Except I went to the doctor this week for a check up, and lo, all these many days and nights of warm stodgy comfort food seem to have stuck with me. It’s time for lighter fare, indeed. And getting back out on the open treadmill. So long, warming baked potatoes. It is time for rabbit food.
I am going to retire the crockpot, stash the Dutch oven, put the lasagna pan out to pasture and start digging into light, healthy, crispy fresh, low-cal green salads. With a just a longing glance at crusty French bread and sweet yellow butter, and a little less cool Chardonnay.
I wish someone would sneak more vegetables into my diet, but being the chief-cook-and- bottle-washer around here, I can’t very well surprise myself with well-disguised broccoli or imperceptible beets. Therefore, I must suspend my disbelief and will finally surrender to adulting, and lighter winter salads might be the best way to go.
I love a nice leafy, crunchy salad. I was raised on iceberg lettuce salads, so the discovery of romaine in college shifted the tectonic plates of my tetchy palate. I used to eat sun-warmed tomatoes out in the garden every summer, but grew up eating tasteless, refrigerated, hothouse tomatoes in my salads all winter long. Luckily time does march on, and we can avail ourselves of healthier vegetables all year long. Our local farmers have also come into the 21st century and are ready to nourish us with their winter bounties. Look for parsnips, garlic, turnips, rutabagas, leeks, lettuce, spinach, kale, chard, potatoes (sweet and regular), and cabbage.
The end of winter is a good time to introduce hints of color and sparkle to you salad. Cranberries! Apples! Cheddar cheese! Pomegranate seeds! Kale Salad
You can throw everything in a main course salad, cleaning out the produce drawer in the fridge by adding shredded cabbage, carrots, Brussels sprouts, roasted squash, and chunks of apples, and sections of citrus. You will be cutting down on clutter while eating in a healthier fashion - because you are marvelously efficient and thorough.

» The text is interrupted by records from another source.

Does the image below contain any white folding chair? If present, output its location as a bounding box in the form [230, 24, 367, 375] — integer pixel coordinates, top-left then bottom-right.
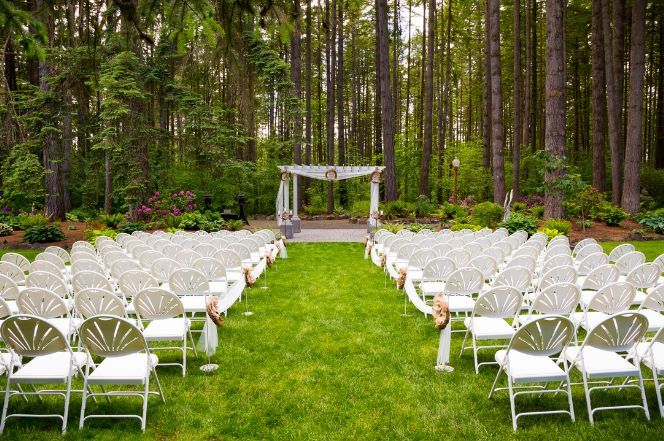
[459, 286, 523, 373]
[79, 315, 166, 431]
[562, 312, 650, 425]
[133, 288, 198, 377]
[489, 315, 575, 431]
[0, 315, 89, 433]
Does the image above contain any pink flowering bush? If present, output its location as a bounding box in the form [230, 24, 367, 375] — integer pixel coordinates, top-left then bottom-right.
[138, 190, 198, 225]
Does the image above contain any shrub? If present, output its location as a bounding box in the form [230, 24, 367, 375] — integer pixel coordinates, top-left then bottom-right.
[415, 194, 436, 217]
[117, 221, 147, 234]
[178, 211, 208, 231]
[406, 222, 433, 233]
[381, 224, 405, 233]
[512, 201, 527, 213]
[537, 227, 563, 241]
[528, 205, 544, 219]
[23, 225, 65, 243]
[544, 218, 572, 235]
[471, 201, 505, 228]
[348, 201, 371, 216]
[65, 207, 99, 222]
[99, 213, 127, 229]
[639, 208, 664, 234]
[385, 200, 410, 219]
[641, 168, 664, 205]
[0, 224, 14, 236]
[450, 223, 484, 231]
[17, 214, 48, 230]
[224, 220, 244, 231]
[84, 228, 118, 245]
[591, 202, 629, 226]
[498, 213, 537, 234]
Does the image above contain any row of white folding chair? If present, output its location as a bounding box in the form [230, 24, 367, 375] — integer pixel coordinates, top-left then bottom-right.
[0, 315, 163, 433]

Put down your phone, pick up the leash, walk the dog, and eat your veggies. Leave the meatloaf behind. You’ll feel better. It’s almost time to plant seeds, and then the daffodils will start blooming, right on schedule. Spring is just around the corner, I promise.

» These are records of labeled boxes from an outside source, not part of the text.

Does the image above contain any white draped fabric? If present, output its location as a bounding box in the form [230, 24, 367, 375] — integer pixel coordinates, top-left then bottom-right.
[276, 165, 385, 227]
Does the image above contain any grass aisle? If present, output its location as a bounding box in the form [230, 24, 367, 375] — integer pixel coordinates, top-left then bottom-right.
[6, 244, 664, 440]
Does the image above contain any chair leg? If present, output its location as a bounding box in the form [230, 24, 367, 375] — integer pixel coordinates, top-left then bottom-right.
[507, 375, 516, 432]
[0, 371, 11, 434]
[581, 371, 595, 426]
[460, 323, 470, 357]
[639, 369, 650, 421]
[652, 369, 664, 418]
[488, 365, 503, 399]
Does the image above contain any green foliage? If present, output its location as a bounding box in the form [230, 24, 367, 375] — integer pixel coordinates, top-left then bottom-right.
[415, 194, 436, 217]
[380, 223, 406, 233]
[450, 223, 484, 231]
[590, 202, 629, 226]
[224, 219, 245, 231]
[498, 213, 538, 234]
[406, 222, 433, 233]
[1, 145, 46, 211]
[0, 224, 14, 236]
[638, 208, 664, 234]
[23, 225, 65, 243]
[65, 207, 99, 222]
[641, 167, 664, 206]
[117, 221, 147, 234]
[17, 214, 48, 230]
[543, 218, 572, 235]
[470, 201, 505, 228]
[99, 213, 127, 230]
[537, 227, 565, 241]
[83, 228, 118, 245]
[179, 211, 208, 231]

If you are going to plant your own garden this year, now if a good time to go through some of the seed catalogues that have been arriving weekly, and piling up on the kitchen counter. It’s time to start sowing seeds to nurture inside, while waiting for spring to finally arrive. Planting Calendar
My mother was fond of ordering from the kind folks at Burpee, so give them a whirl. She always had an amazing garden. Burpee Seeds
“It is said that the effect of eating too much lettuce is ‘soporific’.”